日産とルノー以前にアライアンスという発想は自動車産業には存在しなかった。業界再編には合併か買収かしか選択肢がなく、アライアンスは我々が18年かけて発明した独特の形態だった。
振り返ってみよう。再編に成功して、長く成長を続ける自動車メーカーは我々以外にあっただろうか。我々は、2つの企業が独立を守りつつ、部品調達や技術開発では1つの企業のように力を合わせることが可能なのだと証明した。競争の激しい業界で、アライアンスに参加するすべての企業が効率的に成長できる道も示すことができた。
もちろん、誰にも未来は予測できない。ひょっとしたら、日産とルノー、ルノー・日産アライアンスの3つのトップを現在の私のように1人で務めるのではなく、別々のリーダーで分担する日が来るかもしれない。だが、1つ言えるのは、ルノー・日産アライアンスのトップを私1人で務めるのは、今日この時点で、最も機能する経営形態だということだ。
永遠に続けないといけないものではない。将来のことはそれぞれの取締役会が個別の判断で決めるべきことだ。
次はどんな人物が日産の経営を担うのか? 私がするのは、候補者にはどんな資質が必要かを説明することだ。具体的に誰にするかを決めるのは取締役会である。ただ、選ばれる人はもちろん、変革に対応でき、成長を持続させられる人だろう。
では、私が日産を卒業したら、何をするか? 色々考えている。計画も色々あるが、人生は計画通りにはならないものだ。恐らく、子供や孫と過ごす時間が長くなるだろう。知的な活動にも積極的に参加していると思う。教鞭(きょうべん)をとるのもいい。

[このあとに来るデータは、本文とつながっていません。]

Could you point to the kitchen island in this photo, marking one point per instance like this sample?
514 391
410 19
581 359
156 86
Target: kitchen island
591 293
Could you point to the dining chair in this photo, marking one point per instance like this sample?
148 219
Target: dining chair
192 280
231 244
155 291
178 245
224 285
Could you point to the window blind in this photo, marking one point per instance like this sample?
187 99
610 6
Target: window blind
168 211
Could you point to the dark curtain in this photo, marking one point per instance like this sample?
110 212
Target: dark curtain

ビジネスの経験を生かし、人をサポートする仕事にも興味がある。色々な企業、機関、組織から今でも依頼をいただくが、これ以上は仕事を増やせない。だが、いずれは可能になる。私の活力の源泉は常に「学びたい」という意欲である。
住む場所は1カ国ということはないだろう。複数の国にいる。ブラジル、レバノン、日本、フランス、米国。それぞれに愛着があり、1国で引退することなど考えられない。色々な場所に移動していることで私は落ち着くのだ。
私はグローバル化を信じている。保護主義的な動きも出てきたが、グローバル化が止まることは、多分ない。我々はそこから得られる利益がいかに大きいかを常に訴え続けないといけない。
未来がどうあろうと、日本には頻繁に足を運んでいると思う。来日から18年、この信じがたいほどすばらしい国からは多くを学び、私は明らかに違う自分になった。日本はもう、私のアイデンティティーの一部だ。
私の半生を皆さんと振り返ることができたことにお礼を申し上げたい。これまでの歓迎とご親切には感謝の気持ちでいっぱいである。